Questcor officials pointed to decades of successful Acthar use in infants with such seizures. More than 30,000 babies have received the drug for spasms since the drug's approval, it said, and about 40 percent of all infants with such epilepsy were given Acthar in the last two years.
The only other FDA-approved treatment for infantile spasms is vigabatrin, sold under the brand name Sabril by Danish drugmaker H Lundbeck A/S (LUN.CO). But Questcor said that rival product has a low success rate and that patients need other options. Another drug, prednisone, is also given "off-label."
More than 20 parents and physicians asked FDA's advisers to back the drug, many calling it life-saving therapy as they saw their children's or patients' seizures stop after just days. Questor paid for most of them to travel to the meeting.

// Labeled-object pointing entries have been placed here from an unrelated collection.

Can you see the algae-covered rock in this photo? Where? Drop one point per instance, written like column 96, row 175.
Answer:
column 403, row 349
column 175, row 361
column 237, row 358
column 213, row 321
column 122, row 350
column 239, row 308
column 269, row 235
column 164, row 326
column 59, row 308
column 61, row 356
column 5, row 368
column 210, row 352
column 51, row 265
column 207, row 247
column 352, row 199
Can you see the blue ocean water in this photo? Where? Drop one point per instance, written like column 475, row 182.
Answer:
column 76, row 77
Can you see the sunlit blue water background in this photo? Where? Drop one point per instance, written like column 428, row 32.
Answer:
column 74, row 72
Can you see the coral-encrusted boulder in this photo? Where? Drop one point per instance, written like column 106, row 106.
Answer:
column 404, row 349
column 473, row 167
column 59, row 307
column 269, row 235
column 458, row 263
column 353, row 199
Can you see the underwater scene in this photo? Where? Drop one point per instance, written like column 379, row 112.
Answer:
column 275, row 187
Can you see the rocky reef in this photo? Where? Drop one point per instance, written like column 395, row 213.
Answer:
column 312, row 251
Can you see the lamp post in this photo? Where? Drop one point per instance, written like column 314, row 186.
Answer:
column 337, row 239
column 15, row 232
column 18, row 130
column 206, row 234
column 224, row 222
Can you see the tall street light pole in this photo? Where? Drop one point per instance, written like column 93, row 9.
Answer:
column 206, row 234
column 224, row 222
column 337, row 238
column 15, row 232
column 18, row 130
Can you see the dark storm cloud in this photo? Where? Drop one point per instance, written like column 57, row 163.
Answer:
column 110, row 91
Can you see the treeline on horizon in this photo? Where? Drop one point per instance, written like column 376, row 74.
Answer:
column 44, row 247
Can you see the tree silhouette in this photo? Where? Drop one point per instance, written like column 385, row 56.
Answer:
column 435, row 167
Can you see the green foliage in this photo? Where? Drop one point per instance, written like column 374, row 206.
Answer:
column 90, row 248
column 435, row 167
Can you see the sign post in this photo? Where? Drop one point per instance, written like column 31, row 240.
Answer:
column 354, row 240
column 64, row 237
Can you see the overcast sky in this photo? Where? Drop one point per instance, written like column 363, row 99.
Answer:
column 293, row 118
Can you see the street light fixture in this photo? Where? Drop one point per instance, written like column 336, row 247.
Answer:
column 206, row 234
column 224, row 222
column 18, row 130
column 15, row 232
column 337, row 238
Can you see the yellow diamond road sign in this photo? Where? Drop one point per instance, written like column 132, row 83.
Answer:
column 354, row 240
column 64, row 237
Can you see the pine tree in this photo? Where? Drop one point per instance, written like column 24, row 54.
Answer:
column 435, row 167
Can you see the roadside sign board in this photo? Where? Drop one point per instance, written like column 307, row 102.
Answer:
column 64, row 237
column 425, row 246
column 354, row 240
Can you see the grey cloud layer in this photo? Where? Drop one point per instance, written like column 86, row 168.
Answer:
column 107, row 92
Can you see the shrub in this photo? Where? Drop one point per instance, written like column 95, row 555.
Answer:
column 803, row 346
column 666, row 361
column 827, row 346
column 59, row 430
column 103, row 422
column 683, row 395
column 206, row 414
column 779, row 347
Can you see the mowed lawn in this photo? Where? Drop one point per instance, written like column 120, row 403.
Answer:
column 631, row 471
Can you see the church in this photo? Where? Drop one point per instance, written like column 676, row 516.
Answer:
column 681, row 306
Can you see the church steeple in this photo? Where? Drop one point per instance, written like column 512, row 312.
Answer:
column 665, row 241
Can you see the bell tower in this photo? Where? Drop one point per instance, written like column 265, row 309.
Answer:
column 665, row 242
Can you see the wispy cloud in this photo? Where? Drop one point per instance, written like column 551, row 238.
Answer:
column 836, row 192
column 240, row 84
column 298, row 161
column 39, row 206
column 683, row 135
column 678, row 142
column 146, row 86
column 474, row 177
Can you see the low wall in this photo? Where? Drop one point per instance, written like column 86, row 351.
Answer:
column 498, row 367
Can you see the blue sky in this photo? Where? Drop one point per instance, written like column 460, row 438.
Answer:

Side effects are serious and can include infection, convulsions and hypertension. But many parents said it was worth the risk to head off possible brain damage and developmental delays from the seizures themselves.
"Even though the data isn't perfect, there was nothing that was unexpected in terms of of the side effects," said panelist Samuel Frank, a neurology professor at Boston University and the panel's acting consumer representative.
Although the FDA and its panelists are not supposed to consider pricing, Acthar's cost was an issue for some panelists and public speakers. While some health insurers cover the infant use based on doctors' recommendations, others have cited its unapproved status to reject reimbursement.
The drug's list price is $23,000 per vial, and treatment typically requires about four vials, the company said.
Questcor's Chief Science Officer David Young said the high price is necessary to maintain the complicated manufacturing process, but that the drugmaker works with various groups to ensure patients can obtain the drug, many at no or low cost.
The FDA is expected to make the final decision by June 11. The FDA usually, but not always, follows its panel's advice.